Sejak dahulu, banyak orang Makassar dikenal sebagai pelaut yang berlayar hingga ke pesisir-pesisir Indonesia, bahkan hingga ke Samudera Hindia dan Pulau Madagaskar. Karena bentuknya mirip penyu, benteng ini kadang juga dinamakan sebagai Benteng Panyua (Penyu). 4. Fungsi Sosial Benteng ini pernah berfungsi sebagai pusat perdagangan, pemerintahan, dan perekonomian Kesultanan Gowa. Ketika Belanda mampu menguasai Kesultanan Gowa, benteng ini juga dijadikan sebagai pusat pemerintahan dan perdagangan Hindia Belanda. Di kompleks benteng terdapat Museum Negeri La Galigo yang menyimpan berbagai pernak-pernik asal Tanah Toraja. Museum ini juga menyimpan berbagai benda sejarah, manuskrip (berisi tentang perjanjian antara Sri Sultan Sjahbaddin dengan VOC pada tanggal 19 Mei 1710), patung, keramik, pakaian tradisional, dan budaya Sulawesi Selatan lainnya. Museum ini diresmikan pada tanggal 24 Februari 1974 oleh Dirjen Kebudayaan, Prof. Dr. Ida Bagus Mantra. Nama museum ini berasal dari sebuah epos bernama I La Galigo. Nama ini juga merupakan tokoh yang berperan dalam epos ini sebagai seorang ahli sastra. Bangunan dalam benteng terdapat rumah panggung khas Gowa yang dulunya pernah ditempati oleh raja dan keluarganya.

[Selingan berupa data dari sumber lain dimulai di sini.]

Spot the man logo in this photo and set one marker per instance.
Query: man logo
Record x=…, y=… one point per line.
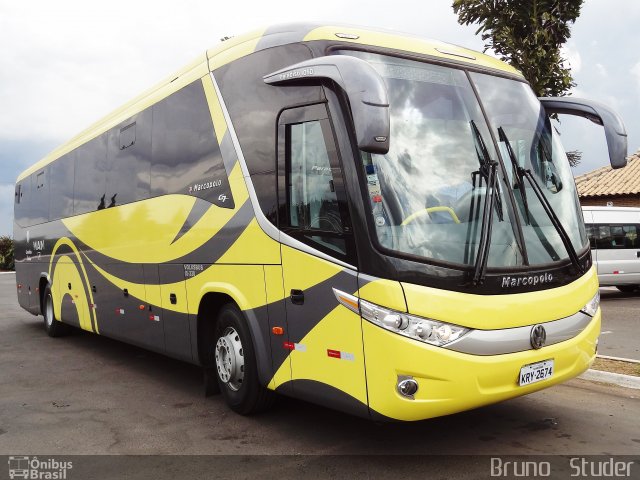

Sebenarnya, benteng ini kini tidak hanya berfungsi sebagai museum saja, namun juga berfungsi sebagai kantor Pusat Kebudayaan Makassar. Di samping itu, kompleks dalam benteng juga difungsikan sebagai Suaka Peninggalan Sejarah dan Purbakala dan Taman Budaya yang sering menggelar acara-acara kesenian, pagelaran tari, konser musik, dan lain-lain.